Is het gebeurd of gebeurt? Wij leggen het verschil uit met voorbeelden

Is het gebeurd of gebeurt? Wij leggen het verschil uit met voorbeelden

Waarom de spelling van werkwoorden verwarrend kan zijn

De Nederlandse taal zit vol met werkwoorden die in vervoegde vorm sterk op elkaar lijken. Een veelvoorkomende verwarring ontstaat bij het gebruik van 'gebeurd' of 'gebeurt'. Op het eerste gezicht lijken ze hetzelfde te betekenen, maar er is wel degelijk een groot verschil.
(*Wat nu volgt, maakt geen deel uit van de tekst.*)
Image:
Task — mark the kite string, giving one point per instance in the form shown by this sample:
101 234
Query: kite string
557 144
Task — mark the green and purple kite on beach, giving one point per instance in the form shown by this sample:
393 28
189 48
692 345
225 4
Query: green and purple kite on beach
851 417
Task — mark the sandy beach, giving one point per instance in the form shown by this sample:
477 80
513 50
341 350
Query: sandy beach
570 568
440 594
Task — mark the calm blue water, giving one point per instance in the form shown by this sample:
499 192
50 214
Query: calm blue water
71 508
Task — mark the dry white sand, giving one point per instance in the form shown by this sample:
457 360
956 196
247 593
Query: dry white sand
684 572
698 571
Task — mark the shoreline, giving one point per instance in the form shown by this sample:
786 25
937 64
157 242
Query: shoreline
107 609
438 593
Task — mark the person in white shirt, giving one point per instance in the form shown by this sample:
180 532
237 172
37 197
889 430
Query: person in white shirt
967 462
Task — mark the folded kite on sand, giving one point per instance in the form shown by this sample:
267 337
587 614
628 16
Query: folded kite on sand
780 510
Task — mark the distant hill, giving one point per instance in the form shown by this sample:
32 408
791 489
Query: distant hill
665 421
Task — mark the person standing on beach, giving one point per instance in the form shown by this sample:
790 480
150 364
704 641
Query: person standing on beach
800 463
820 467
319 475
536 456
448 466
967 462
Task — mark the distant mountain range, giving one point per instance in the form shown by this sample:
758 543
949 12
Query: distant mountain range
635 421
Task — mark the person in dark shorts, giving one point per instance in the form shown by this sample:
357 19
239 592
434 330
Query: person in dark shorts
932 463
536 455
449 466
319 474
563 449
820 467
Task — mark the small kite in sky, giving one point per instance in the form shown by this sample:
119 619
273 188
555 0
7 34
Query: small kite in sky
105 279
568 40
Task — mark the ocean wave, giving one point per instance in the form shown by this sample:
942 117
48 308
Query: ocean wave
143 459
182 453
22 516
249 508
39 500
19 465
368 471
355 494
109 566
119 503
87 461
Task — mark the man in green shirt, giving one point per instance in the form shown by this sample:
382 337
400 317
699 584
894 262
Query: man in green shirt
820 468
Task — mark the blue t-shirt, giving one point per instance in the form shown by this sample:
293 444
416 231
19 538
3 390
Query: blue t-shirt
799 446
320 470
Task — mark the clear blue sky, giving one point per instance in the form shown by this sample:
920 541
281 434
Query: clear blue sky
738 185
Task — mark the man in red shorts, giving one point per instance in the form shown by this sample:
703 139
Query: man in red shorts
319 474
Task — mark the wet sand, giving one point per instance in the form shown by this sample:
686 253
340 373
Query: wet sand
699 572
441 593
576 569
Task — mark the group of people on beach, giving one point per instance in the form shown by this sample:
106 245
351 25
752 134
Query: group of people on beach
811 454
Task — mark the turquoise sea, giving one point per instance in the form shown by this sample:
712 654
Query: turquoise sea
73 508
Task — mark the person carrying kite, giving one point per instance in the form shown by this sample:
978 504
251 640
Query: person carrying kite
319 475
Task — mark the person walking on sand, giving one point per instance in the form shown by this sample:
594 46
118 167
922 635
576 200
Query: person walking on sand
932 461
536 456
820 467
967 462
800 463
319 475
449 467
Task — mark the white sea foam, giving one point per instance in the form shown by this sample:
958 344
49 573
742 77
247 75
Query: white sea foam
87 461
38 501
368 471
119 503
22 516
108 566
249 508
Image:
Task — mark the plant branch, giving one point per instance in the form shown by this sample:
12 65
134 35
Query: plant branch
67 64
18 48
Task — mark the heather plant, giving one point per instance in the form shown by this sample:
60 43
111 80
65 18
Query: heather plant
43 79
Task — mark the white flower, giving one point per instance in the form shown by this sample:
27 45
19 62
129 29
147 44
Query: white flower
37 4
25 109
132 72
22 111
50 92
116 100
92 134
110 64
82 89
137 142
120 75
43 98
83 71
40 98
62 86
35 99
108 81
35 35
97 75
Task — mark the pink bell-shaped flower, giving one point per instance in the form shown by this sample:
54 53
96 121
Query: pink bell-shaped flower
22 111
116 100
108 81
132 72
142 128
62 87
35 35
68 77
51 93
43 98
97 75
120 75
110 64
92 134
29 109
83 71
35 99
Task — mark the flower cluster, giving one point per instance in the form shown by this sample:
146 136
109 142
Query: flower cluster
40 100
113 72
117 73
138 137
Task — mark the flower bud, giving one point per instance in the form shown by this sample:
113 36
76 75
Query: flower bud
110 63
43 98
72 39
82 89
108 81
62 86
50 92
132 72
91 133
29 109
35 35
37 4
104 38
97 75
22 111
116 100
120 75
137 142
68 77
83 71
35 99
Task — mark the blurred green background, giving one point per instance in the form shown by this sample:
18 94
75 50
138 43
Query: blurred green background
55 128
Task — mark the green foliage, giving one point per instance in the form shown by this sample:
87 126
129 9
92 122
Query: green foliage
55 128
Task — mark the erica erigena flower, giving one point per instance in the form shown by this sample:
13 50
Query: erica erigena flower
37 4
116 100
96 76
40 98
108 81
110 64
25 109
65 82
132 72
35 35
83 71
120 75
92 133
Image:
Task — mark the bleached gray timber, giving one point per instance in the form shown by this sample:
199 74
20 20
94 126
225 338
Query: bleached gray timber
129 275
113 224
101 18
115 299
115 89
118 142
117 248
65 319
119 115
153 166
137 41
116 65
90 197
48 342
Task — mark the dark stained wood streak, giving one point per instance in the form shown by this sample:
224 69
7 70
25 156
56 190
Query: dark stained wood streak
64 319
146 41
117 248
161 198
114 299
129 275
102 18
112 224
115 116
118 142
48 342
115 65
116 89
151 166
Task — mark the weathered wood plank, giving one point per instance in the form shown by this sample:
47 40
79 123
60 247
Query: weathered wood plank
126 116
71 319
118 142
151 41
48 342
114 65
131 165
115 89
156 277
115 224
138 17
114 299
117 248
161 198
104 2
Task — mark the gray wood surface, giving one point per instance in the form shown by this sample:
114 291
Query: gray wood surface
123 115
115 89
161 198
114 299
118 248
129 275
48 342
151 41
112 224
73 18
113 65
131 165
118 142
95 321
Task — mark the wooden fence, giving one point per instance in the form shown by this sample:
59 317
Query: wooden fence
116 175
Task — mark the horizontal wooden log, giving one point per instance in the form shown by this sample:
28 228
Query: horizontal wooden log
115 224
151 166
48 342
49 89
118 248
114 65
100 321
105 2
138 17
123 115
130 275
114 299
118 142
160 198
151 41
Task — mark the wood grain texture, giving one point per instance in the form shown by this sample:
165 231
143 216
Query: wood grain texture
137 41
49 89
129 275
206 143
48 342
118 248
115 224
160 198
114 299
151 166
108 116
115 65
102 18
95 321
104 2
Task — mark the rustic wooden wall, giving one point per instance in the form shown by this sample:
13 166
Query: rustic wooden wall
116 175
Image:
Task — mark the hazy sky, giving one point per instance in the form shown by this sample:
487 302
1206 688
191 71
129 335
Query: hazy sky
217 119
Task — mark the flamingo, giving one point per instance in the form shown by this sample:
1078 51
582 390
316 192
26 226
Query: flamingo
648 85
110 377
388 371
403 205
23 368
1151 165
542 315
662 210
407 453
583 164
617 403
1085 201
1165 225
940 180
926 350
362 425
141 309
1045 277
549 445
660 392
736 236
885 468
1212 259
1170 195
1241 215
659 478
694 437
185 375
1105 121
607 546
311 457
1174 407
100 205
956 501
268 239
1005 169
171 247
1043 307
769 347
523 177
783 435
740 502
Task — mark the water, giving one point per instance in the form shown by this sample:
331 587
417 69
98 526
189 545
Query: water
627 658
Het verkeerd gebruiken van deze vormen komt vaak voor, zelfs bij moedertaalsprekers.

Wanneer gebruik je 'gebeurt'?

Tegenwoordige tijd

'GebeurT' met een t op het einde wordt gebruikt in de tegenwoordige tijd. Denk hierbij aan zinnen waarin iets op dit moment plaatsvindt of een algemene waarheid wordt besproken, zoals: "Wat er in de wereld gebeurT is soms niet te bevatten."

Je gebruikt 'gebeurt' dus wanneer het onderwerp in het enkelvoud staat. Bijvoorbeeld:

"Er gebeurT vandaag iets interessants op school."

Let op de t

Een handige vuistregel: als je ‘hij’ of ‘zij’ in de zin kunt zetten, dan kies je voor 'gebeurt'. Je zegt immers ook 'hij gebeurt', en niet 'hij gebeurd'.

Wanneer gebruik je 'gebeurd'?

Voltooid deelwoord

'GebeurD' met een d is het voltooid deelwoord van het werkwoord 'gebeuren'. Je gebruikt het in combinatie met hulpwerkwoorden zoals 'is', 'heeft' of 'zal zijn'. Bijvoorbeeld:

"Wat er gisteren is gebeurD, wil ik graag vergeten."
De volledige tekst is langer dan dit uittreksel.